Pandangan mengenai seberapa penting gestur mempengaruhi interpretasi musikal pada pemain marimba terletak pada proses pemain tersebut menganalisis dari segi formal maupun materialnya. Hal ini menjadikan gestur sebagai media dalam menerjemahkan ekspresi musik yang dimainkan terhadap audiens, sehingga proses interaksi antara pemain dengan penonton dapat diterima.

Dekontruksi dapat menjadi sarana agar gestur dapat diaplikasikan dengan benar, serta proses interpretasi dalam karya tersebut berhasil. Namun setiap aspek harus dapat diteliti dengan baik sehingga tidak ada pengurangan-pengurungan yang menyebabkan pemain gagal menganalisis makna yang terkandung dalam karya tersebut. Imajinasi sebuah bentuk efek dari dekontruksi.
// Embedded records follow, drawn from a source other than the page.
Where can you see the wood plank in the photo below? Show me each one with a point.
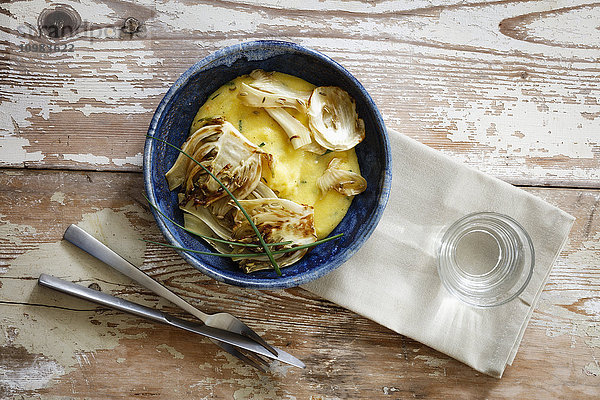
(53, 345)
(509, 87)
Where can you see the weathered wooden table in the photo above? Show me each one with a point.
(509, 87)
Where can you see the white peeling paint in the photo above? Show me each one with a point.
(87, 158)
(34, 376)
(13, 150)
(592, 307)
(136, 160)
(171, 350)
(592, 369)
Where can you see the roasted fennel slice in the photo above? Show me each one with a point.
(232, 158)
(278, 220)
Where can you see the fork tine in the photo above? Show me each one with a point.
(258, 358)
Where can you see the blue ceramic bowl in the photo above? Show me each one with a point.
(172, 122)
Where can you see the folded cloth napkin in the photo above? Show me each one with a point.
(393, 278)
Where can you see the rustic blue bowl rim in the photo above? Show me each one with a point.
(248, 281)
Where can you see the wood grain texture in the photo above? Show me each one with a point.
(347, 355)
(509, 87)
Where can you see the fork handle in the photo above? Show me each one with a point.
(94, 247)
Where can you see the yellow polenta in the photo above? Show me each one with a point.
(295, 172)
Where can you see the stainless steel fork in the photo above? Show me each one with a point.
(225, 321)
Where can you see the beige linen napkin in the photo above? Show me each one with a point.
(393, 278)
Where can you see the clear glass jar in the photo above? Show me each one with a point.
(485, 259)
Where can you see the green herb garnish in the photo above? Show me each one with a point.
(231, 255)
(163, 215)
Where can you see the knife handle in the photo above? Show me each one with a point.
(104, 299)
(96, 248)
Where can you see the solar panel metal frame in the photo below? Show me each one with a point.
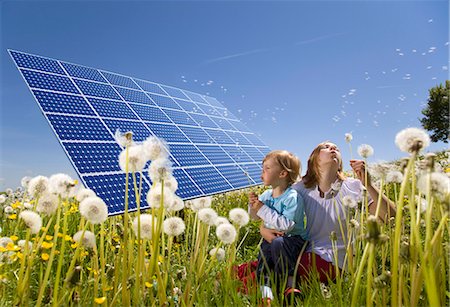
(75, 100)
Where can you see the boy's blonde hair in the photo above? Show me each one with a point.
(289, 162)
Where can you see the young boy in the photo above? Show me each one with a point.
(282, 209)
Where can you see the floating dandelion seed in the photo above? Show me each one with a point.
(32, 220)
(239, 217)
(136, 160)
(365, 150)
(146, 225)
(218, 253)
(174, 226)
(412, 140)
(94, 210)
(207, 216)
(88, 240)
(226, 233)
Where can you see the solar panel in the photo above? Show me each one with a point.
(211, 150)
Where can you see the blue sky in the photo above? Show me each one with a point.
(296, 72)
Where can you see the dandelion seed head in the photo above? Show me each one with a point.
(146, 221)
(32, 220)
(239, 217)
(88, 240)
(218, 253)
(365, 151)
(412, 140)
(47, 204)
(226, 233)
(174, 226)
(94, 210)
(136, 159)
(37, 186)
(160, 169)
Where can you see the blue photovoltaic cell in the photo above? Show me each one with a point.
(111, 108)
(140, 132)
(40, 80)
(120, 80)
(35, 62)
(148, 113)
(62, 103)
(94, 157)
(209, 179)
(170, 133)
(211, 150)
(83, 72)
(187, 155)
(97, 89)
(164, 101)
(79, 128)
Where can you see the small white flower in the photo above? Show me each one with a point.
(146, 226)
(88, 238)
(412, 140)
(349, 202)
(94, 210)
(32, 220)
(136, 159)
(365, 150)
(155, 148)
(348, 137)
(174, 226)
(37, 186)
(394, 177)
(207, 216)
(218, 253)
(239, 217)
(83, 193)
(159, 170)
(221, 220)
(61, 184)
(47, 204)
(226, 233)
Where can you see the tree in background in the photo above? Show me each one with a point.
(436, 113)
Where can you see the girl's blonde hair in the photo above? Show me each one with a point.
(312, 175)
(289, 162)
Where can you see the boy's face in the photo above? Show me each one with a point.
(272, 172)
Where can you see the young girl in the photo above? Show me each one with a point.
(281, 209)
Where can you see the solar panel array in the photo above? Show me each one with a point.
(211, 150)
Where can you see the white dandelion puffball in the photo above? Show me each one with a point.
(226, 233)
(221, 220)
(412, 140)
(47, 204)
(32, 220)
(348, 137)
(200, 203)
(174, 226)
(136, 159)
(37, 186)
(218, 253)
(365, 150)
(155, 197)
(61, 184)
(83, 193)
(146, 226)
(439, 184)
(349, 202)
(207, 216)
(159, 170)
(94, 210)
(88, 238)
(239, 216)
(394, 177)
(155, 148)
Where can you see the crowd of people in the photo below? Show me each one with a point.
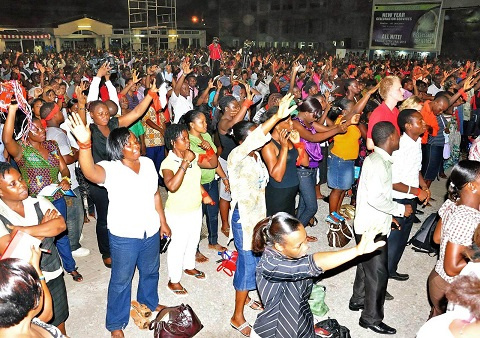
(248, 143)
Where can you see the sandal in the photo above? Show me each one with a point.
(77, 277)
(197, 274)
(313, 222)
(242, 327)
(141, 308)
(180, 292)
(226, 231)
(254, 305)
(139, 320)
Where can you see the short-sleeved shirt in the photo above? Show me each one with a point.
(31, 218)
(137, 129)
(346, 145)
(37, 171)
(458, 226)
(284, 286)
(208, 175)
(131, 208)
(61, 137)
(99, 141)
(383, 113)
(188, 197)
(153, 138)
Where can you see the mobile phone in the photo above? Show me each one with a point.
(164, 242)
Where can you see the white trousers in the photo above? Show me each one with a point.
(186, 228)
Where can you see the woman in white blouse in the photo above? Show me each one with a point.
(135, 219)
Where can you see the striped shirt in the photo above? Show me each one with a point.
(284, 286)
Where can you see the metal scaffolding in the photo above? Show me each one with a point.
(149, 16)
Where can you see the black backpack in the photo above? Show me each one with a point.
(422, 241)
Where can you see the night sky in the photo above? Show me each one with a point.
(31, 14)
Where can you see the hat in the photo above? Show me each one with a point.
(308, 86)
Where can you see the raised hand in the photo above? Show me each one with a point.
(104, 69)
(294, 136)
(79, 130)
(284, 109)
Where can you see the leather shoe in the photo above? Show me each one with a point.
(355, 306)
(399, 276)
(388, 296)
(381, 328)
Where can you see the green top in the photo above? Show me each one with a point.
(208, 175)
(137, 128)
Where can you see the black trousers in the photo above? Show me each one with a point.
(99, 196)
(370, 283)
(398, 238)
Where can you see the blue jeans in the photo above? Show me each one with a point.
(62, 241)
(211, 211)
(244, 277)
(398, 239)
(157, 155)
(74, 219)
(307, 203)
(126, 254)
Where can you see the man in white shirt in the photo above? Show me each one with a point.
(408, 184)
(436, 86)
(374, 211)
(180, 96)
(70, 155)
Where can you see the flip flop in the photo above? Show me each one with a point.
(226, 232)
(241, 327)
(179, 293)
(141, 308)
(198, 275)
(77, 277)
(254, 305)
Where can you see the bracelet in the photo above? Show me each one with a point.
(84, 146)
(247, 103)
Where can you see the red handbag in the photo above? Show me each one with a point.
(228, 263)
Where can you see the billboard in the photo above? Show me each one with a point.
(406, 26)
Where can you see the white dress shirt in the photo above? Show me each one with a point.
(375, 205)
(407, 163)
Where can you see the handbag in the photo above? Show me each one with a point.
(228, 263)
(181, 322)
(339, 235)
(317, 300)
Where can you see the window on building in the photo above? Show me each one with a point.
(262, 26)
(275, 5)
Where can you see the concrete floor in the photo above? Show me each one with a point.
(213, 299)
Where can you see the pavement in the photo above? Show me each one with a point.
(213, 299)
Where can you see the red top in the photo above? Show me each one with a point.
(215, 51)
(383, 113)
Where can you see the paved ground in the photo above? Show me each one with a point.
(213, 298)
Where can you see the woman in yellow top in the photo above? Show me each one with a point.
(341, 160)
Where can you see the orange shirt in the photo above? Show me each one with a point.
(430, 119)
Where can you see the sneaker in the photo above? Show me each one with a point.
(80, 252)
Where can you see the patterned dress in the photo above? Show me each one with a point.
(37, 171)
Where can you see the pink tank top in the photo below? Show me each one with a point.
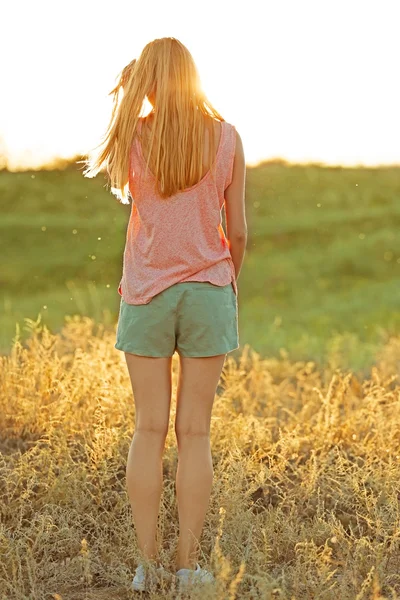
(179, 238)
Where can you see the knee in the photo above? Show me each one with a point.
(185, 432)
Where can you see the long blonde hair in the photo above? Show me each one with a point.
(165, 72)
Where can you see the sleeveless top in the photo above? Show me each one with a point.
(180, 238)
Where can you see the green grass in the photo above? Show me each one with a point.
(321, 276)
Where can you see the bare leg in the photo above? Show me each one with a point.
(198, 380)
(151, 386)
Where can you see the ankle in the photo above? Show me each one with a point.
(185, 564)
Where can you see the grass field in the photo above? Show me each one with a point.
(321, 277)
(305, 500)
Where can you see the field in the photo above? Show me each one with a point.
(306, 426)
(321, 277)
(305, 501)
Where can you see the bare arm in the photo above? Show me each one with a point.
(236, 225)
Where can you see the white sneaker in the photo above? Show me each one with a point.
(189, 577)
(141, 583)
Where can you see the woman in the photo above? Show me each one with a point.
(179, 165)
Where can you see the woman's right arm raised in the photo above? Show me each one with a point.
(234, 194)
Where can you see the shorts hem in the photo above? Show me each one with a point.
(141, 353)
(206, 355)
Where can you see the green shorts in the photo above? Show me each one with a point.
(192, 318)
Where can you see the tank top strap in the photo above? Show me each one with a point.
(226, 154)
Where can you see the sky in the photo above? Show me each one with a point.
(303, 80)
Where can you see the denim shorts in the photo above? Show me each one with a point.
(192, 318)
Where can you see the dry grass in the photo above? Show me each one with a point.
(305, 502)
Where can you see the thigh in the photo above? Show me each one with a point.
(197, 384)
(151, 381)
(207, 320)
Imajinasi pemain ketika membaca lagu yang ingin dimainkan dapat tebentuk begitu saja. Tentu saja imajinasi ini berbeda dari imajinasi sang penulis atau pencipta lagu.

Jadi melalui gestur kita dapat membongkar identitas yang sudah ada dari komposer untuk dapat dilakukan reinterpretasi sehingga mucul pembaharuan yang terus berkembang tanpa menghilangkan makna yang terkandung di dalam lagu tersebut. Oleh sebab itu perlu adanya pemahaman selain teknik yaitu estetika dalam melakukan interpretasi, sebuah pemahaman ketika melakukan segalanya agar terlihat indah tidak sesuai apabila tidak benar-benar memahami interpretasi secara kesulurahan. Termasuk ekspresi dan gestur yang secara linier sangat mempengarungi adanya interpretasi tersebut.

Kesimpulan

            Karya lagu diciptakan oleh penulis dengan maksud, makna dan tujuan yang berbeda. Ketika teks lagu tersebut sudah ditangan pemain, maka menginterpretasikan ulang apa yang sudah di interpretasikan adalah sebuah proses kreatif yang dilakukan oleh pemain ketika akan dibawakan atau dipertunjukkan. Salah satu tulisan dari Derrida yang apabila dikaitkan kedalam bidang musik memiliki makna bahwa seorang komposer memiliki kebebasan bagi seorang pemain agar dapat menginterpretasikan karya mereka. Tentu saja tetap selalu memperhatikan aspek-aspek makna secara pribadi diri komposernya.

            Dekontruksi dapat menjadi sebuah acuan dalam menginterpretasikan sebuah lagu,  sehingga penonton dapat merasakan emosi, makna dan tujuan lagu tersebut diciptakan. Proses kreatif yang panjang mulai dari pembcaan teks hingga sampai ke sebuah pertunjukan erupakan hal yang penting agar sebuah pertunjukan tersebut dapat hidup. 

 

 

Daftar pustaka

Blades,James, Percussion Instruments and Their History,Faber and Faber; London-Boston,1984.

Dart. Thurston, The Interpretation of Music, Harper and Row: New York, 1963.

Derrida, J. 1978. Writing and Difference. Chicago: University of Chicago.

Derrida, Jacques. 2000. Hantu-hantunya Marx Keadaan Hutang, Karya Belangsungkawa dan

Internasional Baru (penerjemah Hartono Hadikusumo). Yogyakarta: Yayasan Bentang Budaya.